Putri Herlina namanya. Perempuan muda, cantik, cerdas, berkemauan keras. Sejak kecil mengerjakan segala sesuatu dengan kedua kakinya. Sejak berumur hitungan minggu, dia sudah ditinggalkan orang tuanya di Rumah Sakit setelah mengetahui kedua tangannya tak tumbuh.
Atas inisiatif Yayasan Sayap Ibu, Putri yang mungil dibesarkan lebih dari satu tangan yang ikhlas mengasuhnya. Yayasan Sosial memang banyak pengasuh keluar masuk dalam membantu anak berkebutuhan khusus atau difabel. Namun yang paling berjasa bagi Putri adalah Ibu Naryo, salah satu pengasuh tetap di yayasan itu.
Mendidiknya menjadi manusia mandiri di atas keterbatasan fisik bukan perkara mudah. Butuh empati ke dua belah fihak. Putri-pun tumbuh menjadi perempuan berkemauan keras dan berkepribadian kuat. Selepas SMA Putri menjadi relawan di Yayasan yang telah membesarkannya. Mengasuh anak anak senasibnya, mengajarinya kemandirian tidak hanya dengan kata kata. Dalam suatu wawancara Putri menyampaikan cita citanya yang cukup sederhana.
“Sudah 23 tahun aku disini. Ingin rasanya untuk segera bisa mandiri sepenuhnya. Aku ingin punya suami normal, yang mau menerima kondisiku seperti ini. Mendidik anak anakku kelak bisa lebih baik dari yang aku bisa”
Dan Tuhan-pun mengabulkan cita cita polosnya. Adalah Reza Hilyard Somantri, seorang pria normal anak mantan Deputi Gubernur BI Maman Husein Somantri, yang dengan ketulusannya melamar Putri menjadi istrinya. Layaknya kisah negeri dongeng, peristiwa resepsi pernikahan tahun 2013 waktu itu begitu mengharu biru siapapun yang menghadirinya. Wartawan dalam dan luar negeri memburunya menjadi berita istimewa yang inspiratif.
Baca Juga https://suluhnusantaranews.com/seberapa-besar-inpirasi-kita-dari-para-difabel/
Dan di sebuah kawasan perbukitan. Tepatnya Desa Nasal Kecamatan Nasal Kabupaten Kaur Propinsi Bengkulu, beberapa puluh anak SD tekun melaksanakan upacara bendera yang tiangnya terbuat dari bambu. Lokasi sekolah yang berada di tengah perkebunan Karet dan Kopi memaksa mereka menempuh perjalanan naik turun bukit setiap hari. Siswa terlambat ke sekolah sudah menjadi pemandangan biasa di ruang kelas yang terbuat dari kayu.

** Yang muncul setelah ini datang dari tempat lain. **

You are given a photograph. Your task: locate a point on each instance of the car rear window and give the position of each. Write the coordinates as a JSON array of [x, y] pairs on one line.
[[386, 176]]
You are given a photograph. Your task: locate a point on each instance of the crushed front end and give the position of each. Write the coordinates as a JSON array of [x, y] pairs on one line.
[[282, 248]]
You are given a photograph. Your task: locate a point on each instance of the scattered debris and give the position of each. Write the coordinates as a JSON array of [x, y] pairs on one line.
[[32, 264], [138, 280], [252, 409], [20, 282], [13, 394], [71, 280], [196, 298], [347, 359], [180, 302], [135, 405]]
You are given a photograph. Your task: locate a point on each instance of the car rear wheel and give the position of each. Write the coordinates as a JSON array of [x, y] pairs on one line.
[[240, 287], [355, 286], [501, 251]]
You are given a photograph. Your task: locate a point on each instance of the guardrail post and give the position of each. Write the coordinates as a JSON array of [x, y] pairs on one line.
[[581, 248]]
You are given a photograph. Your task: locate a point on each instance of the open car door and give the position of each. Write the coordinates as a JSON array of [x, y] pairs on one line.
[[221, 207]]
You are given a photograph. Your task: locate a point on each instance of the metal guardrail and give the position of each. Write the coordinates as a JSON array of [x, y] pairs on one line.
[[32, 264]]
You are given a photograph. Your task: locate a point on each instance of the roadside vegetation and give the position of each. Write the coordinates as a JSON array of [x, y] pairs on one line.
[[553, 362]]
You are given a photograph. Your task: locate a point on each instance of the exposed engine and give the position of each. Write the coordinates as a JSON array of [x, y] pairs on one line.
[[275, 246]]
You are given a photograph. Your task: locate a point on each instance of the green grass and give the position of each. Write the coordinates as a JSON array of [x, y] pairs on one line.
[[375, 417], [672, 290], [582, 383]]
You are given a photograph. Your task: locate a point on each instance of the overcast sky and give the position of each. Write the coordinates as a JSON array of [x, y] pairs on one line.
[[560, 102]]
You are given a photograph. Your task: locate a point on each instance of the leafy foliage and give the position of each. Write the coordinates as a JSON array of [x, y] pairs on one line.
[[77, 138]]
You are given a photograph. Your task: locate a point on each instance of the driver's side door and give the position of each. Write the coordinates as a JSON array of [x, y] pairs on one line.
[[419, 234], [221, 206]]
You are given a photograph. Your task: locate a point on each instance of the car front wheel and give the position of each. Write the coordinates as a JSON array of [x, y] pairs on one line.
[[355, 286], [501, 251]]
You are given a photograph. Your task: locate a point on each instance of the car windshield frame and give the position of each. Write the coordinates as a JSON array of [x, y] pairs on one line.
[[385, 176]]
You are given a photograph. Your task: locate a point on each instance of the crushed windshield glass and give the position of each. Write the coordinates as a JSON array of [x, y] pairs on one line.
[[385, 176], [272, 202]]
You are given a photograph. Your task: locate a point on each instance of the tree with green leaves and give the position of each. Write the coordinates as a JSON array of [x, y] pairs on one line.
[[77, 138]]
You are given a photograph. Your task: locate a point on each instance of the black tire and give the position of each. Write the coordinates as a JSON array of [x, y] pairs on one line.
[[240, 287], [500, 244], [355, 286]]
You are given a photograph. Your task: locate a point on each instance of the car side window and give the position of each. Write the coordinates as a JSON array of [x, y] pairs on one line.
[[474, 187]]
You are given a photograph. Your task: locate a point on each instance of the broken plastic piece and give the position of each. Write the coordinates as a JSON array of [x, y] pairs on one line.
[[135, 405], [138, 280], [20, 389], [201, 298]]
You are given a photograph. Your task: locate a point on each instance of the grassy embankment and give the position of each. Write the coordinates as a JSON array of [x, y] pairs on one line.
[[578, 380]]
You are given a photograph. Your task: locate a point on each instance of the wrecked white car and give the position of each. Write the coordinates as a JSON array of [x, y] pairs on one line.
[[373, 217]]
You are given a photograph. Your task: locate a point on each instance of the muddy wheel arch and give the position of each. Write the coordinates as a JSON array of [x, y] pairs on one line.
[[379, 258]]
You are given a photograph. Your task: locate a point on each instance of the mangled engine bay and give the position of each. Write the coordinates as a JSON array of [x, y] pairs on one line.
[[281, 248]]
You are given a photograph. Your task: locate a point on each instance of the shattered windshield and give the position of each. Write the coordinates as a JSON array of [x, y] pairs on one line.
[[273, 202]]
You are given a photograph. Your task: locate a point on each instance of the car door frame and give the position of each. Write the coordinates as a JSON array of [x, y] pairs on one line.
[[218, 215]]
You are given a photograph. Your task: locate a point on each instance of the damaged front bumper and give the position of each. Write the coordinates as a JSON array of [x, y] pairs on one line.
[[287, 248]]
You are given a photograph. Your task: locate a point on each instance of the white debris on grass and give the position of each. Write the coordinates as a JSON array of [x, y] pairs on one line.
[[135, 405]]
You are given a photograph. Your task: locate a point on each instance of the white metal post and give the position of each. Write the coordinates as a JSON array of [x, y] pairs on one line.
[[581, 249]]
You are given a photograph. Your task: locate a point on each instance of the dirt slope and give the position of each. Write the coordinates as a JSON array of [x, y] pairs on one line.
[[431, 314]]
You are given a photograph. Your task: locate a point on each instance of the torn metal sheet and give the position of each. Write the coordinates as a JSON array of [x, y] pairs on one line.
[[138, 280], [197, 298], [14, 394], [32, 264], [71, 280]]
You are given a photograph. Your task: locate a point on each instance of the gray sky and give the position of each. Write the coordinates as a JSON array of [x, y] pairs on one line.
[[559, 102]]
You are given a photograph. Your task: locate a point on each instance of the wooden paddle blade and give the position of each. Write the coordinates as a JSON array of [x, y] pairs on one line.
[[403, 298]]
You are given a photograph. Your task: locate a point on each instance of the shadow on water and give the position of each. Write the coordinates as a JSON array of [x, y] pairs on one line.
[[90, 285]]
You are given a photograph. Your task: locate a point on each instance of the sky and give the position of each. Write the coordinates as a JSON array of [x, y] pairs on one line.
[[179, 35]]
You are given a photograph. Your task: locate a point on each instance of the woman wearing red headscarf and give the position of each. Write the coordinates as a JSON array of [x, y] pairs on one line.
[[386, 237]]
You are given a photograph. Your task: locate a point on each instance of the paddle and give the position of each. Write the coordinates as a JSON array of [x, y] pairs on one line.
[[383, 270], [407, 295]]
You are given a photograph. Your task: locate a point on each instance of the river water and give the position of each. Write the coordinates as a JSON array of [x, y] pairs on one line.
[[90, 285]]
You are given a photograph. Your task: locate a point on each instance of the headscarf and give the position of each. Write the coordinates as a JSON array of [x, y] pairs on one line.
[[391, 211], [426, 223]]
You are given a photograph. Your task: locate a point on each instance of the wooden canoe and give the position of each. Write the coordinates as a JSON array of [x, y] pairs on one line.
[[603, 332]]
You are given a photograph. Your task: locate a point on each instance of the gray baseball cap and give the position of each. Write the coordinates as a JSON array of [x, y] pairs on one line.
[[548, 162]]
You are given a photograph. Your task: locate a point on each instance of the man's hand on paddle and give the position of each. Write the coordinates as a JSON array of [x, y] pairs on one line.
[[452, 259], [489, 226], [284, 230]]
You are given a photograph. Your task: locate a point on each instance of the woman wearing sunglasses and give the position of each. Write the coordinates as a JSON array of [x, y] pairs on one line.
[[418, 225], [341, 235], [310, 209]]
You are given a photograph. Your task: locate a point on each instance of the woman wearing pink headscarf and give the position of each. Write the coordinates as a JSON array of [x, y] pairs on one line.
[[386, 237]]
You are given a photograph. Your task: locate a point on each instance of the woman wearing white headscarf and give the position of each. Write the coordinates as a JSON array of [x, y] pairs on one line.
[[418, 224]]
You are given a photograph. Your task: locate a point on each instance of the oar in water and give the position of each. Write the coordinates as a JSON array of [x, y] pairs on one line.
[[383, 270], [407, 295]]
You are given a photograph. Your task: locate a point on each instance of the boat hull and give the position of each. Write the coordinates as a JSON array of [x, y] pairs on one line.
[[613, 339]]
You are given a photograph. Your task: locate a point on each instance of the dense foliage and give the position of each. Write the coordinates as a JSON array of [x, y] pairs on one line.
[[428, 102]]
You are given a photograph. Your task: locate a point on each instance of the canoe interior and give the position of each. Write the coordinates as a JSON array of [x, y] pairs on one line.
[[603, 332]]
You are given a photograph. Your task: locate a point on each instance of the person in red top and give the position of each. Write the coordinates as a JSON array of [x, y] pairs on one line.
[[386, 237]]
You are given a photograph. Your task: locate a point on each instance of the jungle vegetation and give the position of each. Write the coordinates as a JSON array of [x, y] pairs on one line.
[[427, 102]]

Kaki anak 7 – 12 tahun mendaki jalan setapak menuju sekolah tidaklah sekuat kaki orang dewasa. Setiap 500 meter mereka berhenti mengistirahatkan kaki dan mengatur nafasnya.
“Permasalahan kondisi geografis menjadi kendala kami. Pihak pemerintah sudah mendirikan sekolah yang lebih layak di bawah (kecamatan ). Namun anak anak lebih memilih bersekolah di sini, karena jaraknya lebih dekat meskipun harus naik turun bukit.” begitulah penjelasan Ibu Rusti sang Kepala Sekolah asli Jawa Timur yang sudah 20 tahun menjadi transmigran di desa itu.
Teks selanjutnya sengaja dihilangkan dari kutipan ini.